You just completed induction on a TKA patient w/ hx of DM, OA, & CAD using Propofol, Vecuronium, & Fentanyl. Pt is intubated on Sevo ET 3%. BP 70/30 HR 54. What is your first intervention?
- ↓ vaporizer: it’s closest & quickest
- Give Ephedrine and/or IVF
Per lecture, what are the 2 pressor(s) of choice for hypotension in CAD patients (place in order)?
- Ephedrine
- Phenylephrine
β-agonist won’t work if fully βeta blocked. You have to give an _____________ agonist.
𝜶lpha agonist
During maintanence phase: BP 80/42 HR 92. In addition to an IVF bolus, what is the drug of choice?
- Phenylephrine
- ↑ SVR = ↑ BP without causing tachycardia
Pt with hx of uterine cancer and takes ACEIs at home becomes hypotensive and does not respond to Ephedrine pushes x3. What are the next 2 steps?
- IVFs, Vasopressin
- Vasopressin is a good option for patients already on ACEIs
Formula to find MAP:
SBP + (2 * DBP) / 3
Per lecture, which drugs are considered vasodilators?

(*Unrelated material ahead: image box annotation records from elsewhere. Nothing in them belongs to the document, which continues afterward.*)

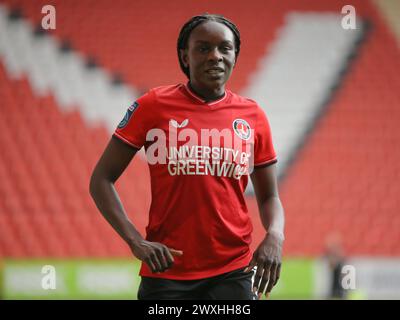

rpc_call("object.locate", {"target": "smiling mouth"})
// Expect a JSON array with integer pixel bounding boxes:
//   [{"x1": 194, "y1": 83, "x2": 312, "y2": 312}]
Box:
[{"x1": 206, "y1": 68, "x2": 224, "y2": 75}]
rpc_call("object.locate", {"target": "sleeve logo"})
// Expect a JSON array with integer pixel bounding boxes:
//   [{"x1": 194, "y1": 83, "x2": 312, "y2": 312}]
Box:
[
  {"x1": 118, "y1": 101, "x2": 139, "y2": 129},
  {"x1": 232, "y1": 119, "x2": 251, "y2": 140}
]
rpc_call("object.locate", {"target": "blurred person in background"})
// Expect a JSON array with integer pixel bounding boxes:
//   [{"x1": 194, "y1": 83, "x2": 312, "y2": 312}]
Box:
[
  {"x1": 90, "y1": 14, "x2": 284, "y2": 300},
  {"x1": 324, "y1": 233, "x2": 346, "y2": 299}
]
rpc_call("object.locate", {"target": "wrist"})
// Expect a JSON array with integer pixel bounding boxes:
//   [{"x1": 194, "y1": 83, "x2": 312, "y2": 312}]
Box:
[
  {"x1": 266, "y1": 229, "x2": 285, "y2": 241},
  {"x1": 126, "y1": 236, "x2": 144, "y2": 248}
]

- Nitrates (ie: Nitroglycerin)
- Sodium Nitroprusside
- Minoxidil
- Hydralazine
How does Nitric Oxide cause vasodilation?
- NO → GC → cGMP → Ca⁺⁺ entry inhibited into smooth muscle → increased uptake in SR
Which processes are NO involved in? (6)
- Cardiovascular tone relaxation
- Plt regulation
- CNS neurotransmitter
- GI smooth muscle relaxation
- Immune moduation
- Pulmomary Artery Vasodilation
Nitro- vasodilators MOA:
- ↓ Systemic BP by:
- ↓ SVR: arterial vasodilators treat effects of vasoconstriction
- ↓ Venous Return: venous vasodilators alleviate pulmonary/systemic congestion
How can nitro-vasodilators alleviate pulmonary congestion?
- By decreasing venous return via venodilation
What vasodilator absolutely requires continuous monitoring and an invasive arterial line monitoring?
Sodium Nitroprusside
Sodium Nitroprusside: MOA
- Relaxation of arterial and venous vascular smooth muscle
What does Nitroprusside dissociate on contact with?
- What is the result?
- Dissociates immediately on contact with oxyhemoglobin → methemoglobin, NO, and cyanide released.
- cyanide toxicity risk
What is the dose of Nitroprusside?
- onset?
- duration?
- Initial 0.3 mcg/kg/min
- Max: 2 mcg/kg/min
Duration: INSTANT transient onset
When is Sodium Nitroprusside (SNP) used?
- Controlled Hypotension: Aortic, Spine, Pheochromocytoma
- Hypertensive emergencies & Carotid sx (CEA)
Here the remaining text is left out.